# My Biggest Prop For 05



## Lotus (Nov 12, 2004)

Hey All,

I just wanted to give you an update on the newest prop I will be making for 2005 I think the picture I added will tell you what I want to do.


----------



## Zombie-F (Apr 12, 2004)

Excellent! Good luck with 'em, the pillars can be pretty easy to build as long as you don't get all ridiculous with them like I did by putting lights and sound inside them. If you're building them without sound/light, I'd just build the wood frame and cover it with foam directly as opposed to covering it with plywood and then covering that with foam. Your back will appreciate the weight difference.

If I'm not mistaken, that pic is from Haunt31? I believe he has it so his sign slides down to reveal something inside. Pretty cool idea.

Are you going to make the sign overhead as well?


----------



## Lotus (Nov 12, 2004)

Zombie-F said:


> Excellent! Good luck with 'em, the pillars can be pretty easy to build as long as you don't get all ridiculous with them like I did by putting lights and sound inside them. If you're building them without sound/light, I'd just build the wood frame and cover it with foam directly as opposed to covering it with plywood and then covering that with foam. Your back will appreciate the weight difference.
> 
> If I'm not mistaken, that pic is from Haunt31? I believe he has it so his sign slides down to reveal something inside. Pretty cool idea.
> 
> Are you going to make the sign overhead as well?

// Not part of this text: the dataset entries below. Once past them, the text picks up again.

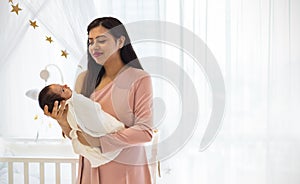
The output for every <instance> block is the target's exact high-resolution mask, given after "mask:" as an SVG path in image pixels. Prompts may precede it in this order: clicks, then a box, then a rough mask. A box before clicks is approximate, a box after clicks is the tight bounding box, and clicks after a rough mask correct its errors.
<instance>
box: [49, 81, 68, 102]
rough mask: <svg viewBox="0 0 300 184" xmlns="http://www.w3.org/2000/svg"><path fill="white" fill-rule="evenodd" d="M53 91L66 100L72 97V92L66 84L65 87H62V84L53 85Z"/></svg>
mask: <svg viewBox="0 0 300 184" xmlns="http://www.w3.org/2000/svg"><path fill="white" fill-rule="evenodd" d="M50 88H51V91H52V92H53V93H55V94H58V95H60V96H61V97H62V98H64V99H66V100H67V99H69V98H71V96H72V90H71V89H70V88H69V87H68V86H67V85H66V84H65V85H60V84H52V85H51V86H50Z"/></svg>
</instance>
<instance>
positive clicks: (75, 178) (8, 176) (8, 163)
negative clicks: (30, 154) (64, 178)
mask: <svg viewBox="0 0 300 184" xmlns="http://www.w3.org/2000/svg"><path fill="white" fill-rule="evenodd" d="M0 162H2V163H7V172H8V173H7V174H8V183H9V184H14V163H21V164H23V174H24V176H23V178H24V184H29V164H30V163H35V164H36V163H37V164H38V165H39V180H40V184H44V183H45V164H48V163H52V164H55V183H56V184H60V183H61V164H62V163H64V164H70V165H71V167H70V169H71V171H70V173H71V176H70V177H71V182H72V183H75V180H76V171H77V169H76V166H77V164H78V159H76V158H20V157H17V158H16V157H2V158H0Z"/></svg>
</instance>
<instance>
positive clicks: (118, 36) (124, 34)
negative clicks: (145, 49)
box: [81, 17, 143, 97]
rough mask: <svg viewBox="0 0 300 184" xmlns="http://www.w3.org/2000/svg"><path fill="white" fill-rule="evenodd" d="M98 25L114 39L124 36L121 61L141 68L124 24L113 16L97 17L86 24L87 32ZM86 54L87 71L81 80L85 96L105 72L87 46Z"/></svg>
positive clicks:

 I am putting sound in it like what you did Zombie most likely and making a drop pannel on both sides with the help from Propboy. Also there will be an arch overhead. If you got any ideas what I should do here, suggestions would be great.


----------



## Lotus (Nov 12, 2004)

I also may put fog machines in each column and have a Gargoyle on the top of each column and send fog throught their mouths. But I don't know what to do suggestions would be great. I also would like to make lights on each side flicker like they are short circuiting but I don't know how I would do this effect.


----------



## Lotus (Nov 12, 2004)

I Check home depot for a flicker circuit but no luck.


----------



## Zombie-F (Apr 12, 2004)

You may be better off finding that at an electrical supplier or at your local hardware store.


----------



## DeathTouch (Sep 6, 2005)

Does the guy from Haunt31 talk on this forum? He isn't to far from me, just wanted to know.


----------



## tobmaster (Feb 21, 2008)

DeathTouch said:


> Does the guy from Haunt31 talk on this forum? He isn't to far from me, just wanted to know.


He does now!!!! What up?


----------



## Frighteners Entertainment (Jan 24, 2006)

LOL, too funny. Only 2 years late.


----------



## DeathTouch (Sep 6, 2005)

It took him long enough.


----------